The PI3K/AKT pathway activation is an early event in HNSCC and an independent marker of poor outcome that seems to be involved in resistance to cetuximab. BKM120 is an oral, pan-Class I PI3K inhibitor that inhibits tumor growth in HNSCC xenografts.

Methods

This Phase II evaluates the clinical benefit of BKM120 (100mg/d, po) in 2 parallel cohorts of HNSCC pts with or without mutation in PI3KCA. Eligible pts progressed after platin and cetuximab or anti-EGFR therapy, and had documented PIK3CA status (exons 9 and 20). The primary endpoint was 2-month Disease Control Rate (DCR2m) as per RECIST 1.1. Secondary endpoints were ORR, PFS, OS, and safety. Blood and tumor samples were obtained for pharmacodynamics (PD). Imaging data were centrally reviewed. Considering that BKM120 would be uninteresting if DCR2m ≤ 10% and promising if ≥ 30% and using Simon's optimal two-stage design (α: 5% unilateral, power: 90%), 7 successes/35 evaluable pts were required for each cohort. Only results of the cohort without PI3KCA mutation are presented. .

Results

36 HNSCC pts without PI3KCA mutation (median age: 58.6 yrs) received at least one dose of BKM120. They were heavily pretreated (33% with at least 3 previous lines). Median treatment duration was 8 wks [min-max: 4 d-55.9 wks]. At the end of 2nd Simon's Stage, the DCR2m was 38.9% (14/36pts). No OR was observed. The most common related AE (>25%) included hyperglycemia, asthenia, anxiety, depression, lymphopenia, anemia, leucocyte increase, hematocrit decrease, nausea and diarrhea. 20 pts (55.6%) presented at least one related AE ≥ Grade 3 (>5%: hyperglycemia, lymphopenia, asthenia, Na or K decrease) and 10 pts (27.8%) prematurely discontinued BKM120 due to an AE. 11pts (30.6%) experienced a related SAE including 3 SUSARs (1 fatal hyperglycemic coma, 1 death of uncertain relationship, 1 severe dehydration).
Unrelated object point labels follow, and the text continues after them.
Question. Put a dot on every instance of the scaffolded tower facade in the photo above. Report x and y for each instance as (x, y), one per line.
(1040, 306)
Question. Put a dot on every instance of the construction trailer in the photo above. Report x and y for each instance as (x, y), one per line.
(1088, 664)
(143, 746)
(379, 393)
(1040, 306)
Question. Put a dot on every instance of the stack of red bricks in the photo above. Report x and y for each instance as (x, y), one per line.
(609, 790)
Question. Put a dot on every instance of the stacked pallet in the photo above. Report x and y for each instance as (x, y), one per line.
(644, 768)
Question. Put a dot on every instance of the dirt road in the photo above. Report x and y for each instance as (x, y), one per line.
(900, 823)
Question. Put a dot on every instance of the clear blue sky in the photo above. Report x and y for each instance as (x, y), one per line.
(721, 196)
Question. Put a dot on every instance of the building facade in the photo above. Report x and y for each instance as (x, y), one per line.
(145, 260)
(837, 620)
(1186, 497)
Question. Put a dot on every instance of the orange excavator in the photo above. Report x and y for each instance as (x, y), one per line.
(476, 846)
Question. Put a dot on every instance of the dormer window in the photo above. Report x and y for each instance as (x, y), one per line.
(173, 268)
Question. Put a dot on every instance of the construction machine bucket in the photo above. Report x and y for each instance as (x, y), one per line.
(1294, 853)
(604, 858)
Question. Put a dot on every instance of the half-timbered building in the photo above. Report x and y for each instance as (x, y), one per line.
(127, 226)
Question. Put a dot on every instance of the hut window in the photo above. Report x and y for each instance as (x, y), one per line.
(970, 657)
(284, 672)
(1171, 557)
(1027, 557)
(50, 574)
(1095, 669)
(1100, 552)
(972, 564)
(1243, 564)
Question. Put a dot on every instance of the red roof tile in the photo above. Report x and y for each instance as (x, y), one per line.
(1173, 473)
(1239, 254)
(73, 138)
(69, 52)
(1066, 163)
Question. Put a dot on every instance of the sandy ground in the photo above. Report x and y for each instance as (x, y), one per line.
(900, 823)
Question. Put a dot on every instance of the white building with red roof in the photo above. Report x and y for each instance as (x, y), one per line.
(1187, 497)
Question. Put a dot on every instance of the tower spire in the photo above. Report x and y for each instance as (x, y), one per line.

PFS, OS and PD data will be presented at the meeting. Cohort with PI3KCA mutation is ongoing (n = 17).

Conclusions

BKM120 deserves further investigation in relapsing HNSCC pts without PI3KCA mutation, nevertheless with close monitoring of metabolic tolerance.

Clinical trial identification

NCT01737450

Legal entity responsible for the study

Centre Leon Bérard

Funding

Institut National du Cancer and Fondation ARC

Disclosure

All authors have declared no conflicts of interest.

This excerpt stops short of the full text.